Deep-learning-enabled Brain Hemodynamic Mapping Using Resting-state fMRI
This work addresses the need for sensitive, personalized prognosis tools in clinical cerebrovascular imaging, offering a non-invasive alternative that could improve early intervention for diseases like Moyamoya and brain tumors.
The researchers tackled the problem of non-invasive early detection of cerebrovascular disease by developing a deep learning method that uses resting-state fMRI to map cerebral hemodynamic function, achieving reproducible mapping of cerebrovascular reactivity and bolus arrival time with excellent reproducibility in healthy volunteers and stroke patients.

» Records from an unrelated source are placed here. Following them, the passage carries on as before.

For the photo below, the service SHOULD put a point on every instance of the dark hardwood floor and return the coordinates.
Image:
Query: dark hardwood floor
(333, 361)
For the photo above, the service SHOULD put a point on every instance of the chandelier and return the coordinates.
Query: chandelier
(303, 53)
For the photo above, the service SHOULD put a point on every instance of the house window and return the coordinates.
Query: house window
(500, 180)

Cerebrovascular disease is a leading cause of death globally. Prevention and early intervention are known to be the most effective forms of its management. Non-invasive imaging methods hold great promises for early stratification, but at present lack the sensitivity for personalized prognosis. Resting-state functional magnetic resonance imaging (rs-fMRI), a powerful tool previously used for mapping neural activity, is available in most hospitals. Here we show that rs-fMRI can be used to map cerebral hemodynamic function and delineate impairment. By exploiting time variations in breathing pattern during rs-fMRI, deep learning enables reproducible mapping of cerebrovascular reactivity (CVR) and bolus arrive time (BAT) of the human brain using resting-state CO2 fluctuations as a natural 'contrast media'. The deep-learning network was trained with CVR and BAT maps obtained with a reference method of CO2-inhalation MRI, which included data from young and older healthy subjects and patients with Moyamoya disease and brain tumors. We demonstrate the performance of deep-learning cerebrovascular mapping in the detection of vascular abnormalities, evaluation of revascularization effects, and vascular alterations in normal aging. In addition, cerebrovascular maps obtained with the proposed method exhibited excellent reproducibility in both healthy volunteers and stroke patients. Deep-learning resting-state vascular imaging has the potential to become a useful tool in clinical cerebrovascular imaging.